The weakness in Ricketts’ statement is that he so far fails to identify the green financial mafia in the City of London and Wall Street who are using the Biden administration along with the environmental extremists to carry out their Malthusian war of extermination against the human race. A “Great Leap Backward” pamphlet has been provided to the Governor’s Mansion, and to many lawmakers in Nebraska and throughout the Central States. The Aug. 2 governor’s statement: https://governor.nebraska.gov/press/taking-action-stop-30-x-30
This coming week, the R-CALF national convention in Rapid City, South Dakota, will have a session against the green 30×30 land grab, addressed by Margaret Byfield, the head of the American Stewards of Liberty group, headquartered in Texas, which is campaigning for counties and groups to pass resolutions against Executive Order 14008. Her topic, “Peeling Back the Layers of Biden’s 30×30 Land Grab,” may focus more narrowly on how the Executive Order subverts property rights, which it does, but it does much more. R-CALF has the largest membership of independent livestock producers in the U.S. Another of its convention presentations will expose the World Wildlife Fund, cartels and others behind the Green Deal, presented by Wyoming rancher and attorney Tracy Hunt. It is titled, “The Global Roundtable for Sustainable Beef: They’re Coming for You and Your Ranch.”

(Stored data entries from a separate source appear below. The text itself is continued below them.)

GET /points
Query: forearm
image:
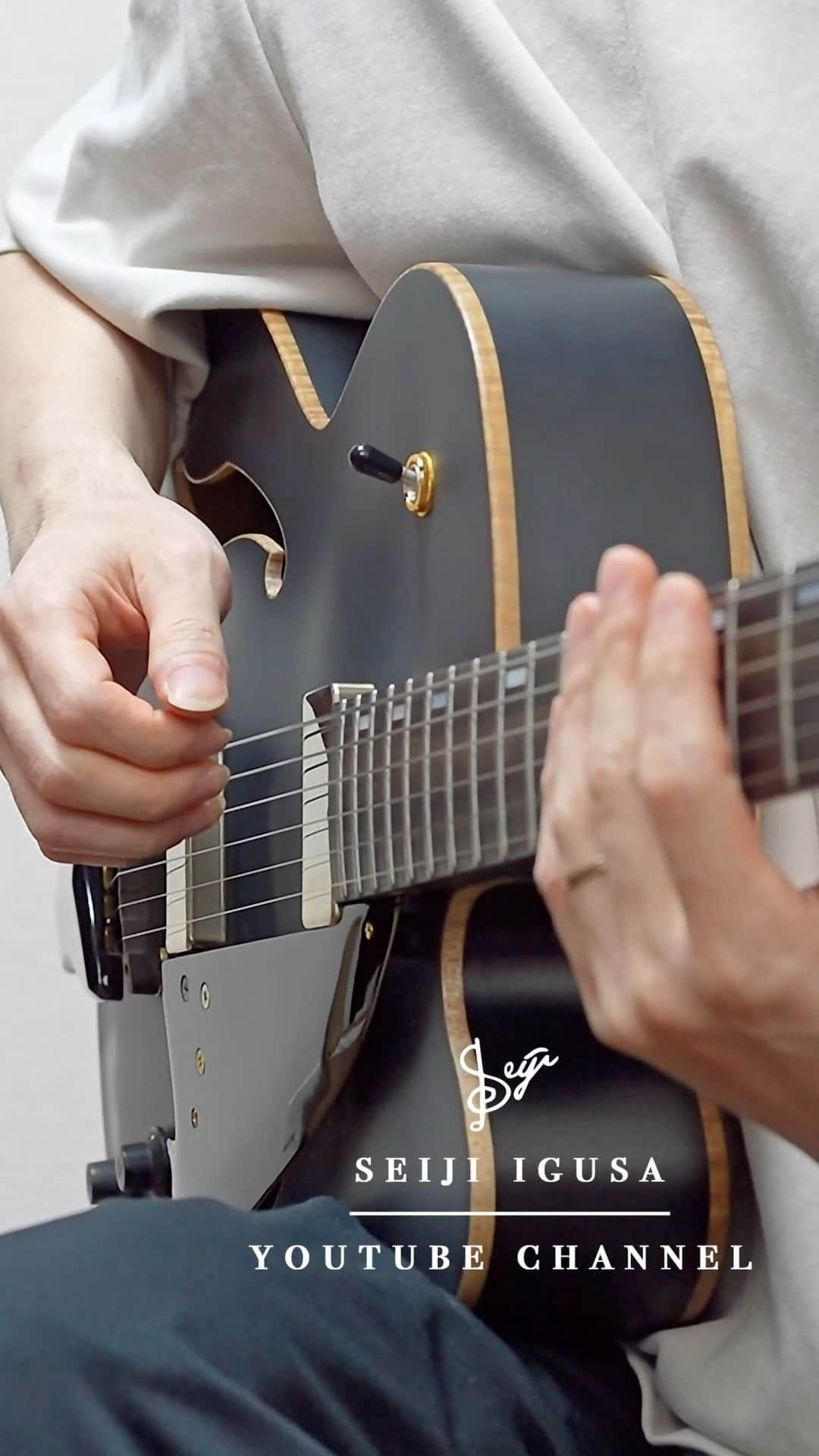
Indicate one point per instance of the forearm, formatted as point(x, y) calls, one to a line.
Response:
point(83, 410)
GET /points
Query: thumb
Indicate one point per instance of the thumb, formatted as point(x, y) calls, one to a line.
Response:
point(187, 663)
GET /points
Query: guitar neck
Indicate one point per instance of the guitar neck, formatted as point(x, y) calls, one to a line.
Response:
point(439, 778)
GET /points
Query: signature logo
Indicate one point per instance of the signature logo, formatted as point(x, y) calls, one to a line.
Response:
point(490, 1092)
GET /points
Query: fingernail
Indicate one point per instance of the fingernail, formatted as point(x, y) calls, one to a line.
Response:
point(580, 618)
point(210, 811)
point(613, 573)
point(675, 593)
point(196, 688)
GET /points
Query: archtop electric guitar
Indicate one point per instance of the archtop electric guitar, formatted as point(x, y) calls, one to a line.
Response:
point(360, 987)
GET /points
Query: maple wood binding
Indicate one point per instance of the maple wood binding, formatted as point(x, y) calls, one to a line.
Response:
point(297, 369)
point(741, 560)
point(483, 1193)
point(506, 595)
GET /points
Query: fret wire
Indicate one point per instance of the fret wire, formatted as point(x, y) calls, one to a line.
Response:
point(729, 672)
point(388, 785)
point(774, 775)
point(500, 752)
point(407, 795)
point(428, 849)
point(347, 851)
point(449, 774)
point(371, 783)
point(799, 695)
point(474, 804)
point(784, 677)
point(529, 748)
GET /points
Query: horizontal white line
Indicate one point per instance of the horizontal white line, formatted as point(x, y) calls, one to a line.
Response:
point(512, 1213)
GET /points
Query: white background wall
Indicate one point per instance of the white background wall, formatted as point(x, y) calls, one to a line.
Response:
point(50, 1119)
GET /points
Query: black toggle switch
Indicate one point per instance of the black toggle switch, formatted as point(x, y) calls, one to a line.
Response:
point(379, 466)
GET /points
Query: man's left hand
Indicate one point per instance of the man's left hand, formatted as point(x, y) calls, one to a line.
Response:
point(689, 948)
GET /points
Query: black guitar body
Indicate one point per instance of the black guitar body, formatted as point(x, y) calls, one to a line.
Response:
point(613, 436)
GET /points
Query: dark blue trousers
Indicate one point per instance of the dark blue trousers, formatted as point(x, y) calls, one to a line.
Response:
point(145, 1327)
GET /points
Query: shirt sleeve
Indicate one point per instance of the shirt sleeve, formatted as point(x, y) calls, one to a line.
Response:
point(178, 184)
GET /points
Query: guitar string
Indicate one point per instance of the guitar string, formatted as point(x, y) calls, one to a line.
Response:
point(363, 843)
point(276, 900)
point(550, 647)
point(371, 702)
point(363, 894)
point(509, 701)
point(354, 778)
point(369, 810)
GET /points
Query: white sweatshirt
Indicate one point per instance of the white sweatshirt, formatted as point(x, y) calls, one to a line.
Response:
point(295, 155)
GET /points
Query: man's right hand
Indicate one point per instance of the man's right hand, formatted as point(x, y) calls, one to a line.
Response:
point(107, 588)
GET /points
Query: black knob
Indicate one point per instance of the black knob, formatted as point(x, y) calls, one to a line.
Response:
point(101, 1181)
point(368, 460)
point(145, 1168)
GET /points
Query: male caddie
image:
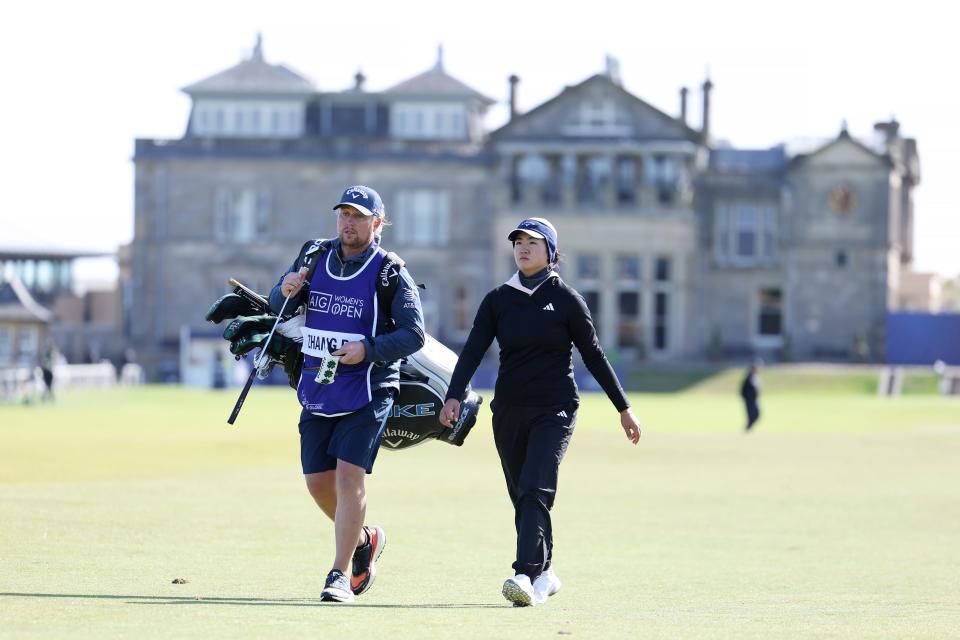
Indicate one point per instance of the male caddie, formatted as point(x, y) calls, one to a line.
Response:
point(350, 374)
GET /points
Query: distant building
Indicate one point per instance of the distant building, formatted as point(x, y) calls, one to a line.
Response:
point(84, 327)
point(683, 249)
point(24, 325)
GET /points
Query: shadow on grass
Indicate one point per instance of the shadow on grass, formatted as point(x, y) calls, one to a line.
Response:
point(668, 380)
point(250, 602)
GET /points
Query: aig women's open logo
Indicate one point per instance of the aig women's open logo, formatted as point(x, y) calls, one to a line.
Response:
point(320, 301)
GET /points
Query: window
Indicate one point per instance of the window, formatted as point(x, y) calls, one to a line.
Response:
point(6, 346)
point(592, 298)
point(28, 342)
point(241, 214)
point(626, 180)
point(628, 309)
point(660, 320)
point(461, 310)
point(770, 312)
point(594, 179)
point(423, 217)
point(628, 267)
point(428, 121)
point(588, 266)
point(662, 270)
point(745, 234)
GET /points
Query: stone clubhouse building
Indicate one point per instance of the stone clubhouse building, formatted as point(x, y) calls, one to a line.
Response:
point(683, 248)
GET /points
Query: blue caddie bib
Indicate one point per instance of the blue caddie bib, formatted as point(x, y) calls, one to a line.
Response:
point(339, 310)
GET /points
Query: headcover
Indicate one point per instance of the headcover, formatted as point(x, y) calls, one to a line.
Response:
point(230, 306)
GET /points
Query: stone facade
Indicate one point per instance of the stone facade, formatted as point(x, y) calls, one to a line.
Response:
point(683, 250)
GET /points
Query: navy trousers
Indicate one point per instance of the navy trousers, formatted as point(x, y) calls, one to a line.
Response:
point(531, 442)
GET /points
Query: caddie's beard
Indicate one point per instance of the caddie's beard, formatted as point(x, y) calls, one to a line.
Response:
point(355, 241)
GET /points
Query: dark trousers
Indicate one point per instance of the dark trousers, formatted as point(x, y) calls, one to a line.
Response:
point(531, 442)
point(753, 413)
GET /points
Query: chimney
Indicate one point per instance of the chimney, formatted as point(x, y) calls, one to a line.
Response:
point(890, 130)
point(707, 88)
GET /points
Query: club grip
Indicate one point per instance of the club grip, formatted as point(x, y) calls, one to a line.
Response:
point(242, 397)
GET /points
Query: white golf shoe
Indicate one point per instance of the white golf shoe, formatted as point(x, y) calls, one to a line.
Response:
point(518, 590)
point(546, 584)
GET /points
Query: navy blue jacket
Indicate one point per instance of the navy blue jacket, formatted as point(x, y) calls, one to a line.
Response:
point(386, 349)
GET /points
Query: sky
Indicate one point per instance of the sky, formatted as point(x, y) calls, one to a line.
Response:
point(85, 79)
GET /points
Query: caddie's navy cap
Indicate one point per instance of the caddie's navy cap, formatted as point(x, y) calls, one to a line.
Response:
point(538, 228)
point(364, 199)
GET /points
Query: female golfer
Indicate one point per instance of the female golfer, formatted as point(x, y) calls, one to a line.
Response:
point(536, 318)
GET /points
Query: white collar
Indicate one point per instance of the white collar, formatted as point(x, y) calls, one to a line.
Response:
point(514, 282)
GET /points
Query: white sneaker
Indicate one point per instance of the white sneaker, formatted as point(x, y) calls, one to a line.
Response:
point(546, 584)
point(518, 590)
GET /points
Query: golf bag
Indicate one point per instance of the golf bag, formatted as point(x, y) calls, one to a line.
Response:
point(424, 375)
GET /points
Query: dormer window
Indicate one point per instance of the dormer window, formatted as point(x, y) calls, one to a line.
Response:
point(596, 117)
point(428, 121)
point(597, 114)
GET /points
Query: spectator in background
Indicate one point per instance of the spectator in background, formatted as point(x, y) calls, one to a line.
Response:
point(48, 357)
point(750, 391)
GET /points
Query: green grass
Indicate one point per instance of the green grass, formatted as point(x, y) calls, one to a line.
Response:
point(837, 518)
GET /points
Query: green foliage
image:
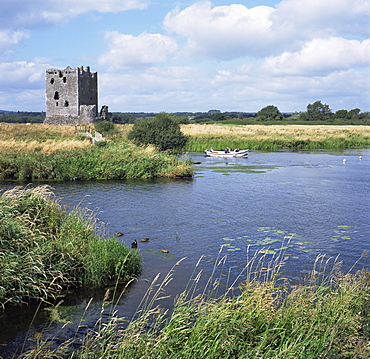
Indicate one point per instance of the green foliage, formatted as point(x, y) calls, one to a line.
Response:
point(317, 111)
point(108, 162)
point(326, 316)
point(43, 250)
point(219, 117)
point(162, 131)
point(105, 127)
point(269, 113)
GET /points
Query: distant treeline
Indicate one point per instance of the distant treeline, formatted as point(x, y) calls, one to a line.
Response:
point(317, 113)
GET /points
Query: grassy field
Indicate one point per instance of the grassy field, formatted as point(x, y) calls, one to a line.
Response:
point(328, 316)
point(259, 137)
point(42, 152)
point(44, 249)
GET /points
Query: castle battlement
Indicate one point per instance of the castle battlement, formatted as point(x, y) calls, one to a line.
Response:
point(71, 96)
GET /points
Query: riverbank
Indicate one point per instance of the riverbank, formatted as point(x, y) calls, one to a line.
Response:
point(328, 316)
point(61, 153)
point(275, 137)
point(45, 250)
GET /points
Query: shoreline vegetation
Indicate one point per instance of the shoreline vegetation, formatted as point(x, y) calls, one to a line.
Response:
point(46, 250)
point(276, 137)
point(39, 152)
point(327, 316)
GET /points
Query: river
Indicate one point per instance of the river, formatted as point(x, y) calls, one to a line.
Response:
point(305, 203)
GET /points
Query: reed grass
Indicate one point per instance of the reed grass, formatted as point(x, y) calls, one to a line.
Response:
point(44, 249)
point(259, 137)
point(328, 316)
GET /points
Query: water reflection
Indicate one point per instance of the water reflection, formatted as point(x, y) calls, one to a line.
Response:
point(300, 204)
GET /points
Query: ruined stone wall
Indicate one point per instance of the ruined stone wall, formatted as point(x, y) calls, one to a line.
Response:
point(71, 96)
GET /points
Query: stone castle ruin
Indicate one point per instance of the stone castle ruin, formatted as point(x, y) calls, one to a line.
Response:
point(71, 96)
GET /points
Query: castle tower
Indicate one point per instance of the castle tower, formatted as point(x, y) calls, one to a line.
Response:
point(71, 96)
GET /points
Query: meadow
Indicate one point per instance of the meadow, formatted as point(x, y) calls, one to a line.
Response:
point(275, 137)
point(45, 152)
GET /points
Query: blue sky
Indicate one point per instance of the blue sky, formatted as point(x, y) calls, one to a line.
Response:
point(154, 55)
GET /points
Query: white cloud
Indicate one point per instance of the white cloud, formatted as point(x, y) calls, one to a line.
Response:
point(8, 38)
point(315, 17)
point(39, 13)
point(228, 32)
point(128, 50)
point(22, 75)
point(223, 32)
point(321, 56)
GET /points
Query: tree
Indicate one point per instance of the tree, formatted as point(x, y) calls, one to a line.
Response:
point(161, 131)
point(269, 113)
point(318, 111)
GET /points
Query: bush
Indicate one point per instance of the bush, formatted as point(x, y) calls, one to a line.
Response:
point(105, 127)
point(162, 131)
point(44, 250)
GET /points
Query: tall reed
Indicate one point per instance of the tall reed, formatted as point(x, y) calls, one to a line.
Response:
point(328, 316)
point(44, 249)
point(259, 137)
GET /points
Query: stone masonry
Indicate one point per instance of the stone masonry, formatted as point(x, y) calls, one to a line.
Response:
point(71, 96)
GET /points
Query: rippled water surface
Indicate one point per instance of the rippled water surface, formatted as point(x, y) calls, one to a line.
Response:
point(308, 203)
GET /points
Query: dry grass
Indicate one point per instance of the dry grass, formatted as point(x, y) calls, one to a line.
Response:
point(303, 132)
point(47, 147)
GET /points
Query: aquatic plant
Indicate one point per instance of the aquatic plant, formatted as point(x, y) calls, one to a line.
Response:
point(327, 316)
point(44, 249)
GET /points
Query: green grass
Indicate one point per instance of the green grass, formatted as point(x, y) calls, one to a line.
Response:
point(91, 163)
point(328, 316)
point(44, 249)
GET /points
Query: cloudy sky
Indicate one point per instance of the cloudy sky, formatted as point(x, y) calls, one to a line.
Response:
point(161, 55)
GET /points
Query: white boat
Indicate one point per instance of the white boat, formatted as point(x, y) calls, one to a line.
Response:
point(227, 154)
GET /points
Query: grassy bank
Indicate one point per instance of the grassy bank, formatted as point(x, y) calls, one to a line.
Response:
point(47, 152)
point(259, 137)
point(44, 250)
point(326, 317)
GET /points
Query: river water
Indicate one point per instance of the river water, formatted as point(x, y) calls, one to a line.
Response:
point(304, 204)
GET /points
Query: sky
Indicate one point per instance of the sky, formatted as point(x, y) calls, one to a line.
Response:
point(173, 56)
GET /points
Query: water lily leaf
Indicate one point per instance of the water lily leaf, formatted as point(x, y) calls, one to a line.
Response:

At the July Schiller Institute International Conference, “There Is No ‘Climate Emergency,’” Kansas farmer activist Angel Cushing lambasted the whole range of land lock-ups and and its intended impact to cut food production. She said that the old “Bison Commons” crazy idea is now live, to replace food production on the High Plains with no-economic-activity, non-human “nature preserves.” The biggest such project in the U.S. is centered in Montana, for the “American Prairie Reserve,” which backers intend to create by Federal and private conservation easements, paid for by billionaire greenie types, to turn over 3 million acres to buffalo and wilderness.
Governor Ricketts singles out the easements mechanism in his Aug. 2 statement. In a productive society, easements are useful for where to site power lines, and other public-use necessary infrastructure. But, Rickett’s blasts the green “conservation easements” schemes. A conservation easement is created when a landowner enters into a contract with the federal government or a private “land trust” to restrict development on land for nominally conservation purposes—nature minus humans. Generally, the landowner maintains ownership while a government agency or land trust manages the property.
There are 1,300 private conservation land trusts currently operating in the U.S. managing 56 million acres of property. Very generous tax breaks are being offered by the IRS as an enticement for struggling ranchers and farmers to sign these contracts. Another incentive is that conservation easements lower land value significantly (59% on average in Nebraska) which means lower property taxes. The problem according to Ricketts is that this forces localities to raise other taxes to make up for revenue shortfalls. He warns that in Nebraska, unless stated otherwise, a conservation easement contract is perpetual, even if the property is sold or gifted to heirs. “Once the contract is signed, future generations cannot go back and reconsider whether land should remain under restriction.” states the Governor.
Landowners can also outright sell their property to a land trust or the federal government. Four agencies, Bureau of Land Management, Fish and Wildlife Service, National Park Service and Forest Service using money authorized by Congress through the Land Water Conservation Fund (LWCF) can purchase land for conservation easements. The federal government is exempt from paying any state or local property tax at all. In lieu of tax however, according to Ricketts, the Department of the Interior generally pays a pathetic $2.50 per acre to the state. The federal government currently owns approximately 640 million acres of land in the United States, including land in Alaska.